BCH Mainnet Space Usage

This section is periodically updated to provide approximate storage usage information for all default tables and indexes. Actual storage usage will be affected by file system compression and Postgres vacuuming progress. (Vacuuming frees wasted space in the database, so storage usage will fall in the hours/days after initial sync as the database reclaims unused space. The Postgres VACUUM FULL command locks the table and performs this compression immediately.)
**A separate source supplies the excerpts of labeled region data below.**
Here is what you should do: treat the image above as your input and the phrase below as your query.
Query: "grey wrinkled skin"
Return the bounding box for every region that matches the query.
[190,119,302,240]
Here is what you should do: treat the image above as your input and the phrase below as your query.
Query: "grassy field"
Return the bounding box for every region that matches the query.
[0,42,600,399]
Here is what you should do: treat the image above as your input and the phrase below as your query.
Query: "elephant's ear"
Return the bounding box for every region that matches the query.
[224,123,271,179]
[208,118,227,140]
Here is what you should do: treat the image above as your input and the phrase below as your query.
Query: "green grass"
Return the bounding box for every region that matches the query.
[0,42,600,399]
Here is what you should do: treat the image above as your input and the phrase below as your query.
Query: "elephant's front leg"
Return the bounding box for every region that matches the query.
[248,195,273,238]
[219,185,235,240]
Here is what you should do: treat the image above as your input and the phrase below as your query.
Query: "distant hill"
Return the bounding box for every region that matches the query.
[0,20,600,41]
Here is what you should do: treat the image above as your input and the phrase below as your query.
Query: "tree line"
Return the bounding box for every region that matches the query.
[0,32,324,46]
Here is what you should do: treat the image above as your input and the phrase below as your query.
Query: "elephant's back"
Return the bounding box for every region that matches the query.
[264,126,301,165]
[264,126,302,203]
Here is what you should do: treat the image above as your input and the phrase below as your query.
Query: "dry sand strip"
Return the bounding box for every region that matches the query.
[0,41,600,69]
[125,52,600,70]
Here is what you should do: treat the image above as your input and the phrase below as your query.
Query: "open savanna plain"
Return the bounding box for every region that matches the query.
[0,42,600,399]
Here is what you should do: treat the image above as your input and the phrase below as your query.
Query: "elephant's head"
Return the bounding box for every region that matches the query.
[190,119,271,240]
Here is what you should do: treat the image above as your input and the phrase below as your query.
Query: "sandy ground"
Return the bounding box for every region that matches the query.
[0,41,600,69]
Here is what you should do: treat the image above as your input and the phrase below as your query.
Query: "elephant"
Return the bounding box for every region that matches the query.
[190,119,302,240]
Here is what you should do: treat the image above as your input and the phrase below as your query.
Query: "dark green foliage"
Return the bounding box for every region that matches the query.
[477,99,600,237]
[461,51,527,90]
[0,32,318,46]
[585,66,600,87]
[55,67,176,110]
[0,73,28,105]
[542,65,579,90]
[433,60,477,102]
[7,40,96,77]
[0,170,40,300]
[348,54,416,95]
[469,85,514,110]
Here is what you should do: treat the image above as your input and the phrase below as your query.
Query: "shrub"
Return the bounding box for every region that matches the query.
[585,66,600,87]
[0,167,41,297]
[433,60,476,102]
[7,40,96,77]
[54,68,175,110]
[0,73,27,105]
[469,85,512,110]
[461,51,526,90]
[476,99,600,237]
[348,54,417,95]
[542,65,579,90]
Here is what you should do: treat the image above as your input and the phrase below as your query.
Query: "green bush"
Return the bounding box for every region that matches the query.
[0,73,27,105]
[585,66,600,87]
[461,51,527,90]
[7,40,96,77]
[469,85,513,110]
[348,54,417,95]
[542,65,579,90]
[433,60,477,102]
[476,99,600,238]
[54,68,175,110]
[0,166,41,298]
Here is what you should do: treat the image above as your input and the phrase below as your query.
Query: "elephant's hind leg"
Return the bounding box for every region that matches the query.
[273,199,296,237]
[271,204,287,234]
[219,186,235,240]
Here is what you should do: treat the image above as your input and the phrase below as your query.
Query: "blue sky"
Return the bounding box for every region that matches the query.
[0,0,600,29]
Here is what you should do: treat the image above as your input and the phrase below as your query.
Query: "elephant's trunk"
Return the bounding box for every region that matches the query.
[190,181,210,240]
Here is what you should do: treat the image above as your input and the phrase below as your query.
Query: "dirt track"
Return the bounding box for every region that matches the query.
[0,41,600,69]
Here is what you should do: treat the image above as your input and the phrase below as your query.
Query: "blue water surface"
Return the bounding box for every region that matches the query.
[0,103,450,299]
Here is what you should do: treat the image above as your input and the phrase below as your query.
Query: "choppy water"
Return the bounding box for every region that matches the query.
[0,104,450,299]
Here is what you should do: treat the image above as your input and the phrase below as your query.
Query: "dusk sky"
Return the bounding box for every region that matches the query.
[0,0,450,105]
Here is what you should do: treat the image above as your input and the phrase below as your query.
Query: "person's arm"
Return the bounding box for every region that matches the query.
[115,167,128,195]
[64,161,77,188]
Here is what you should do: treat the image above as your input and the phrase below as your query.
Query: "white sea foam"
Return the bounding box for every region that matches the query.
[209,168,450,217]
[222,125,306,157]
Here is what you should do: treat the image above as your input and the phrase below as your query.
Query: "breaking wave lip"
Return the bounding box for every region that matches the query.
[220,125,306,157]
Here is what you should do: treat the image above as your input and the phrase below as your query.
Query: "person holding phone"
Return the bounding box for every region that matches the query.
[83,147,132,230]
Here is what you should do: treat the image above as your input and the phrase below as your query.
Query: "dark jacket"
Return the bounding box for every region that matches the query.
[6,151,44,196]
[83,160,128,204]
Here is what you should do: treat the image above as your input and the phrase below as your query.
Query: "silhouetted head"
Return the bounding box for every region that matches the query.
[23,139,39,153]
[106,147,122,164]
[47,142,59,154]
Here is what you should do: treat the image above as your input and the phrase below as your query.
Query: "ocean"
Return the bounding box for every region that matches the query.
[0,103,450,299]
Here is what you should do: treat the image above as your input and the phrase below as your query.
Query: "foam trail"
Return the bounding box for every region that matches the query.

The below table is derived from the /space view in pgHero on a recently-synced Chaingraph Postgres database with a single, mainnet BCH node.

Last Update: 2023-01-23

Relation Size
input 189 GB
output 108 GB
output_pkey 84.2 GB
spent_by_index 56.3 GB
transaction 37.2 GB
input_pkey 33.6 GB
transaction_hash_key 26.1 GB
output_search_index 20.7 GB
block_transaction 17.8 GB
block_transaction_pkey 11.5 GB
block_inclusions_index 7.64 GB
transaction_pkey 7.64 GB
block 168 MB
block_hash_key 67.9 MB
node_block 44.2 MB
node_block_pkey 32.1 MB
block_internal_id_key 19.9 MB
block_pkey 19.9 MB
block_height_index 19.1 MB
node 16 KB
node_internal_id_key 16 KB
node_name_key 16 KB
node_pkey 16 KB
node_transaction varies1
node_transaction_pkey varies1
node_transaction_history varies2
node_transaction_history_pkey varies2
node_block_history varies3
node_block_history_pkey varies3
  • Average Transactions Per Day (Jan 2023): ~12,000 transactions/day
  • Average Transaction Size (Jan 2023): 838 bytes
  • Average Transaction Throughput Per Day (Jan 2023): ~10 MB
SQL
SELECT (COUNT(*) / DATE_PART('doy', now())) AS avg_tx_per_day
  FROM block_transaction WHERE block_transaction.block_internal_id IN
    (SELECT block.internal_id FROM block
      WHERE block.timestamp >
        extract(epoch from TO_TIMESTAMP(DATE_PART('year', now())::text, 'YYYY')::timestamp AT time zone 'UTC'));
SELECT
  AVG(transaction.size_bytes) AS avg_tx_bytes,
  (SUM(transaction.size_bytes) / DATE_PART('doy', now())) AS avg_tx_bytes_per_day
  FROM transaction
    JOIN block_transaction ON transaction.internal_id = block_transaction.transaction_internal_id
  WHERE block_transaction.block_internal_id IN
    (SELECT block.internal_id FROM block
      WHERE block.timestamp >
        extract(epoch from TO_TIMESTAMP(DATE_PART('year', now())::text, 'YYYY')::timestamp AT time zone 'UTC'));
  1. The node_transaction table represents the current mempool of each node, and rows are moved to node_transaction_history upon transaction confirmation. It will typically hold between zero and a few MBs.
  2. The node_transaction_history table grows at a rate of 32-40 bytes per node per transaction in which Chaingraph was online when the transaction was heard on the network (saving a validated_at timestamp and occasionally a replaced_at timestamp). At the 2021 average throughput of ~168,000 daily transactions, this adds approximately 6 MB per day that Chaingraph has been running. node_transaction_history_pkey is a unique index on a bigint field adding approx. 25% of the size of node_transaction_history.
  3. node_block_history is exceptionally rare. Unless you're operating Chaingraph on a test network with regular block chain re-organizations, this table (and the node_block_history_pkey index) will require no meaningful storage space.